Description Sanjay Rao 2010-07-27 18:36:42 UTC
Description of problem:

Enabling IO barriers for file systems causes severe drop in DB2 performance. This was seen for both ext3 and ext4 file systems.


On a side note - leaving IO barriers on and turning off journals on ext4, returned performance back to the numbers seen with barriers off.


Version-Release number of selected component (if applicable):


How reproducible:
Easily reproducible

Steps to Reproduce:
1. Mount files systems with default options - barriers on
2. Run DB2 workload
3.
  
Actual results:

The number of transactions on ext3
with barriers - 33289.67
without barriers - 214695.73

The number of transactions on ext4
with barriers - 52438.69
with barriers (without journals) - 232095.19
without barriers - 242671.33


As the numbers show, leaving barriers on causes performance to drop more than 1/5 times than without barriers. On ext4, leaving barriers on but mounting without journals resulted in performance at the levels without barriers.


Expected results:


Additional info:

Comment 2 Ondrej Vasik 2010-07-27 18:43:52 UTC
Filesystem is just package with basic directory layout. It has nothing to do with ext3/4 - reassigning to kernel.
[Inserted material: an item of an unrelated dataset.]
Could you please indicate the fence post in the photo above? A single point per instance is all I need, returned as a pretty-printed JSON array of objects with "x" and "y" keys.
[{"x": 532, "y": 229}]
Comment 3 Eric Sandeen 2010-07-27 18:45:50 UTC
(In reply to comment #0)

> On a side note - leaving IO barriers on and turning off journals on ext4,
> returned performance back to the numbers seen with barriers off.

I think this is perfectly expected, because only JBD2 issues barrier IO directly; other barriers come from blkdev_issue_flush in the sync paths, but:

ext4_sync_file()
{
        ...

        if (!journal)
                return simple_fsync(file, dentry, datasync);

        ...

        if (jbd2_log_start_commit(journal, commit_tid))
                jbd2_log_wait_commit(journal, commit_tid);
        else if (journal->j_flags & JBD2_BARRIER)
                blkdev_issue_flush(inode->i_sb->s_bdev, NULL);
        return ret;
}

we do not ever get that far if we don't have a journal.  IOW, "barriers on" with no journal is a no-op.

-Eric

Comment 4 Sanjay Rao 2010-07-27 18:52:49 UTC
I also noticed that the DB2 data files grow during the run as opposed to other databases like Sybase and Oracle which fully pre-allocate the data files. This results in very little meta data modifications during the actual run on Oracle and Sybase compared to DB2.

Comment 5 RHEL Program Management 2010-07-27 18:57:44 UTC
This issue has been proposed when we are only considering blocker
issues in the current Red Hat Enterprise Linux release.

** If you would still like this issue considered for the current
release, ask your support representative to file as a blocker on
your behalf. Otherwise ask that it be considered for the next
Red Hat Enterprise Linux release. **

Comment 6 Ric Wheeler 2010-07-27 18:59:01 UTC
It would be interesting to see if DB2 can support better pre-allocation and if so, that might be a quick term work around.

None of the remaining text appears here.